Throughout A Mercy, Morrison brings up the concept of orphans, referring to many of her characters as such. As a child, Jacob was an orphan, making him especially sympathetic to other people who seem unmoored or lost. Lina and Sorrow are both orphans as well after their respective tragic youths. While Florens is not technically an orphan, she feels abandoned by her mother. When she appears at Widow Ealing’s door, the woman identifies Florens as an orphan, and Florens does not object.

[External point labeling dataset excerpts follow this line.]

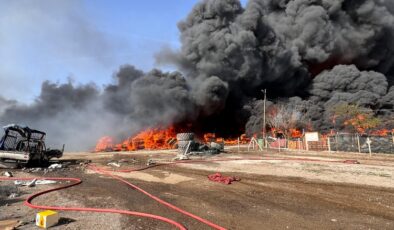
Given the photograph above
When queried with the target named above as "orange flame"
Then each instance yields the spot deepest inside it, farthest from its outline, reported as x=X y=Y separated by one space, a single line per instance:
x=155 y=138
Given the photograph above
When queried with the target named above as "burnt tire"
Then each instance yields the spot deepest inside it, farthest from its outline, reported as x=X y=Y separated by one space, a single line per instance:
x=185 y=136
x=183 y=144
x=9 y=165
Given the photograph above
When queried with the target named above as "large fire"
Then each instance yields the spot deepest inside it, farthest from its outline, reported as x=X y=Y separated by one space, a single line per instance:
x=155 y=138
x=159 y=138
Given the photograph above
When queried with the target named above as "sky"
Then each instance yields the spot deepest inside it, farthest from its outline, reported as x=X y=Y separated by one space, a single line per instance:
x=81 y=41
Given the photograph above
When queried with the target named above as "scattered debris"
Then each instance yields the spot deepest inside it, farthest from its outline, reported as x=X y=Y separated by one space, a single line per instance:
x=55 y=166
x=7 y=190
x=22 y=145
x=351 y=162
x=123 y=161
x=217 y=177
x=34 y=182
x=46 y=219
x=10 y=224
x=114 y=164
x=13 y=195
x=8 y=174
x=150 y=162
x=188 y=146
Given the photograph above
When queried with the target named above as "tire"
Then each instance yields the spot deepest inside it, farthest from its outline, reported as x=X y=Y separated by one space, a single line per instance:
x=182 y=151
x=9 y=165
x=185 y=136
x=184 y=144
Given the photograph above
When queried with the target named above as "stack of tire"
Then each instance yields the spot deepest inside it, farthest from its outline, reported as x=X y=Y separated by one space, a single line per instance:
x=183 y=142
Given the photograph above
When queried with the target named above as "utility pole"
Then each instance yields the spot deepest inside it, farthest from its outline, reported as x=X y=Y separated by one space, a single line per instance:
x=264 y=136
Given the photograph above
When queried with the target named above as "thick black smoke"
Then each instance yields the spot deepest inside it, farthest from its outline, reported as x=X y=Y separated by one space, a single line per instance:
x=286 y=47
x=318 y=52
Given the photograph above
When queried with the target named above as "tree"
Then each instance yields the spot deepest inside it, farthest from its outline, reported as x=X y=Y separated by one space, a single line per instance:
x=354 y=117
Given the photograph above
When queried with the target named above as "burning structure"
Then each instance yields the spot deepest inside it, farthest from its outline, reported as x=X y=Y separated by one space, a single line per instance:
x=310 y=54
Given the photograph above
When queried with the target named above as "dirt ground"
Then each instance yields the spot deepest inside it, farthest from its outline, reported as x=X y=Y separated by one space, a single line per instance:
x=290 y=193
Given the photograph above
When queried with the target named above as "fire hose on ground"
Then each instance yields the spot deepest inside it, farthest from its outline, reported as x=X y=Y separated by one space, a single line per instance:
x=77 y=181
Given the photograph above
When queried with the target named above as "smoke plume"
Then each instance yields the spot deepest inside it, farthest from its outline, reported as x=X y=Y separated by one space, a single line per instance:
x=313 y=53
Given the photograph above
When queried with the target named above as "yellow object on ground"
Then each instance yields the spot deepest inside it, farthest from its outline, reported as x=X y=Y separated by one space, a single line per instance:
x=47 y=219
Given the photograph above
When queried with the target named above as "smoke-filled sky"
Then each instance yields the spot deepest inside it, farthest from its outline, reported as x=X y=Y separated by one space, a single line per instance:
x=85 y=40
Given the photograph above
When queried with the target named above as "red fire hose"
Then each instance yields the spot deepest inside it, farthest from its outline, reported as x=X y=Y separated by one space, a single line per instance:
x=28 y=201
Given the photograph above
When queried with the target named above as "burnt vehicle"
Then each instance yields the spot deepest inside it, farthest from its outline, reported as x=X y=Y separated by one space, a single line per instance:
x=24 y=146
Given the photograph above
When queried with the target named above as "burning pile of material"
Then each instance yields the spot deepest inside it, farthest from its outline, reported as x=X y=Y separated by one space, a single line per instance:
x=310 y=54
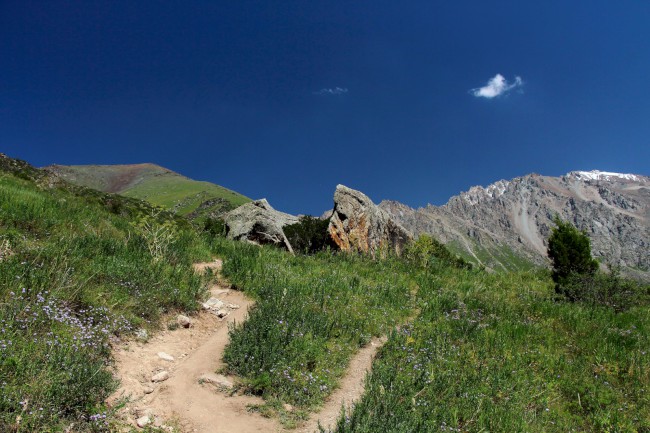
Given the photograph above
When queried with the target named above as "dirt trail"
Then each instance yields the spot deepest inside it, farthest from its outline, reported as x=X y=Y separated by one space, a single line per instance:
x=181 y=401
x=351 y=389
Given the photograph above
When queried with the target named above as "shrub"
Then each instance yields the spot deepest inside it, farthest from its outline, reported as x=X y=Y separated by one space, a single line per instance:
x=570 y=251
x=427 y=251
x=605 y=289
x=215 y=226
x=309 y=235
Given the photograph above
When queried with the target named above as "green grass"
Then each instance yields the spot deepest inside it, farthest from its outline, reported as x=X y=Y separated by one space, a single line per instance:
x=312 y=314
x=467 y=350
x=152 y=183
x=497 y=353
x=181 y=194
x=75 y=271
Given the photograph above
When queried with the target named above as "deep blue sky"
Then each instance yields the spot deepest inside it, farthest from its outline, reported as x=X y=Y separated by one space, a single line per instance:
x=235 y=92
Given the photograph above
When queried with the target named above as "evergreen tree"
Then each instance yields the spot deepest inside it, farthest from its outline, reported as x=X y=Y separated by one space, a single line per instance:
x=570 y=251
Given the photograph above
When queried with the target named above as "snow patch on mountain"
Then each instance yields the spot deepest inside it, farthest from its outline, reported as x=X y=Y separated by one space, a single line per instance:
x=477 y=193
x=603 y=175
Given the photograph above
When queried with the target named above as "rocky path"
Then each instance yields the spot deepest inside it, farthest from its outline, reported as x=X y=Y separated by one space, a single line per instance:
x=171 y=382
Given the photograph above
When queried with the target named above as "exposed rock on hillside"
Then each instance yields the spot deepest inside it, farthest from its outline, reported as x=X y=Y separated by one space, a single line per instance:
x=257 y=222
x=357 y=224
x=490 y=224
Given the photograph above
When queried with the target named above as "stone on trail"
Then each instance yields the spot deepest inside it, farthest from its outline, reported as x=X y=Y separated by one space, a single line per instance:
x=213 y=304
x=160 y=377
x=218 y=380
x=165 y=356
x=143 y=421
x=222 y=313
x=183 y=321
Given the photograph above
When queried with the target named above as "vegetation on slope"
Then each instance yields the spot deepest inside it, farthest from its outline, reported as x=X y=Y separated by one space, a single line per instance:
x=467 y=350
x=312 y=314
x=76 y=268
x=155 y=184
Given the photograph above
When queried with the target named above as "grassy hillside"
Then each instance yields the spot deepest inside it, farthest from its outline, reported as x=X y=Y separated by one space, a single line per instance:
x=155 y=184
x=475 y=351
x=77 y=269
x=467 y=350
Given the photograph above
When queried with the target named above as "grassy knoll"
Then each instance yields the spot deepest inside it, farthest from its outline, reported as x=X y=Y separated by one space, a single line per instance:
x=77 y=267
x=497 y=353
x=473 y=351
x=152 y=183
x=312 y=314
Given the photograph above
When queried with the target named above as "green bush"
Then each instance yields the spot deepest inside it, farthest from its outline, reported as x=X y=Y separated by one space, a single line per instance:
x=215 y=226
x=427 y=251
x=605 y=289
x=309 y=235
x=570 y=251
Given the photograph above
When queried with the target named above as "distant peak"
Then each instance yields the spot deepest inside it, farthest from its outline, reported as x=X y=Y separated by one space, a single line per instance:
x=602 y=175
x=476 y=193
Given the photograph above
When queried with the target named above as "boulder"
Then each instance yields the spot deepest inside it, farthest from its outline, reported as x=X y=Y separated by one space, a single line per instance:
x=257 y=222
x=357 y=224
x=160 y=377
x=183 y=321
x=143 y=421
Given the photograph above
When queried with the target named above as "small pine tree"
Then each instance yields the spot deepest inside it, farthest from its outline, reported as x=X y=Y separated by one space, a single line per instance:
x=309 y=235
x=570 y=251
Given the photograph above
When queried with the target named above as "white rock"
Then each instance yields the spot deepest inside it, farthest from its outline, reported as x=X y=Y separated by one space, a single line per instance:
x=143 y=421
x=220 y=292
x=160 y=377
x=165 y=356
x=213 y=304
x=141 y=335
x=218 y=380
x=222 y=313
x=183 y=321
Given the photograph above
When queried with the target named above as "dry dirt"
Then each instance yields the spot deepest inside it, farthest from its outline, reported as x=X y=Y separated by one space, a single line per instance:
x=189 y=406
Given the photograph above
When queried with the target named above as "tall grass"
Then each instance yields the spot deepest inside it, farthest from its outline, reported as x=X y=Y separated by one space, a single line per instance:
x=312 y=313
x=76 y=271
x=497 y=353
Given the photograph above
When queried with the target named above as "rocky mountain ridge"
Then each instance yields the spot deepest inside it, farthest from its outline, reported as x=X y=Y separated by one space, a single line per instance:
x=513 y=218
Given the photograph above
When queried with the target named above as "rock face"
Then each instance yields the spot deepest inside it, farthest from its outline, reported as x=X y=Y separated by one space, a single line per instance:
x=257 y=222
x=489 y=225
x=357 y=224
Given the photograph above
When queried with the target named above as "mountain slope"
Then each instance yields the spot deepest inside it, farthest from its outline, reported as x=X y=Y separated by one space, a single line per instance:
x=495 y=224
x=154 y=184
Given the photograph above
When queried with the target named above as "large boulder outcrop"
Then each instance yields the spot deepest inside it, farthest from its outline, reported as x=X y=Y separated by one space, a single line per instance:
x=357 y=224
x=257 y=222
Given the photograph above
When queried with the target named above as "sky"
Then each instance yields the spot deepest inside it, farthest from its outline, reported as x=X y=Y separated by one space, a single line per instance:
x=413 y=101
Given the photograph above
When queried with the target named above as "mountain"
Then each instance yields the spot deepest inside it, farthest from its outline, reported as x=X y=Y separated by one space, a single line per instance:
x=506 y=224
x=155 y=184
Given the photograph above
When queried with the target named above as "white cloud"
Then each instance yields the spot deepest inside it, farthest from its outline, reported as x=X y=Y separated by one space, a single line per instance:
x=334 y=91
x=497 y=85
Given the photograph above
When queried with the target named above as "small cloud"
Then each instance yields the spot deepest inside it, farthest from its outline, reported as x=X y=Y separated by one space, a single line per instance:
x=497 y=86
x=334 y=91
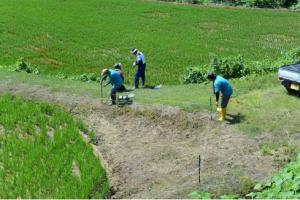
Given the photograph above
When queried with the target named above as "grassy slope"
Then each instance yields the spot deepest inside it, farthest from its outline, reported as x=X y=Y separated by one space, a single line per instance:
x=255 y=100
x=40 y=147
x=78 y=36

The preponderance of orphans in the book serves as a thematic counterweight to the discussion of motherhood throughout Morrison’s novel. Moreover, the many orphans in A Mercy emphasize the possibly and necessity of alternative kinds of families. This necessity is the result of the systems of bondage that separate families, the high levels of death in the colonies, and the distance from parents in Europe or the Caribbean. Although orphanage is alienating and marginalizing for the characters who experience it, it also allows characters like Jacob, Lina, and Florens to form new relationships outside of traditional familial ones.
Orphans Quotes in A Mercy
They would forever fence land, ship whole trees to faraway countries, take any woman for quick pleasure, ruin soil, befoul sacred places and worship a dull, unimaginative god…Cut loose from the earth’s soul, they insisted on purchase of its soil, and like all orphans they were insatiable…Lina was not so sure. Based on the way Sir and Mistress tried to run their farm, she knew there were exceptions to the sachem’s revised prophecy.